I want to blog again. I still want to write, even if I am going to be a nurse. I think about it and miss it but was having problems accessing this blog due to having a--unbeknownst to me--compromised account, . But I also did nothing about not having access to that blog because I thought I should give up my dream of writing now that I am going to be a nurse. I was sad about that. I've been writing since I was a kid and it has always been the one thing I've felt sure about but I couldn't do it because my hands hurt when I type and my ego hurts as I worry about not being good enough. Instead, I tucked it away and studied science and got married and took care of our dog and read some good books and read a
few wedding blogs.
I want to blog and podcast. It's something I have to do because I'm always thinking about it.
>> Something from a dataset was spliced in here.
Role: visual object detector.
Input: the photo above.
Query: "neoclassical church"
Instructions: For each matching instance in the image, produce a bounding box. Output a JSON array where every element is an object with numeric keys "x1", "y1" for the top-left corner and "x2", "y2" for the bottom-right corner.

I want to do something about midwifery, becoming a midwife, and sex and babies and veganism. But I am still formulating how to weave that all together in a cohesive enough way to make it a good blog.
In the meantime, I'm back to Mutual Menu. And I'm working on a vegan guide to Philly that will eventually be posted on a most excellent blog that I've recently discovered and has definitely reinspired me,
Bonzai Aphrodite. There are so many
new delicious vegan places popping up in Philly that I need to eat at and need to leave a record of them here. At the very least, I owe this blog a "How To Have a Vegan Wedding," post.
So, I'm back. If there's anything this year of non-blogging has taught me, it's that the things that are scary are the things I need to do most. And they are actually not as scary as I imagine them to be.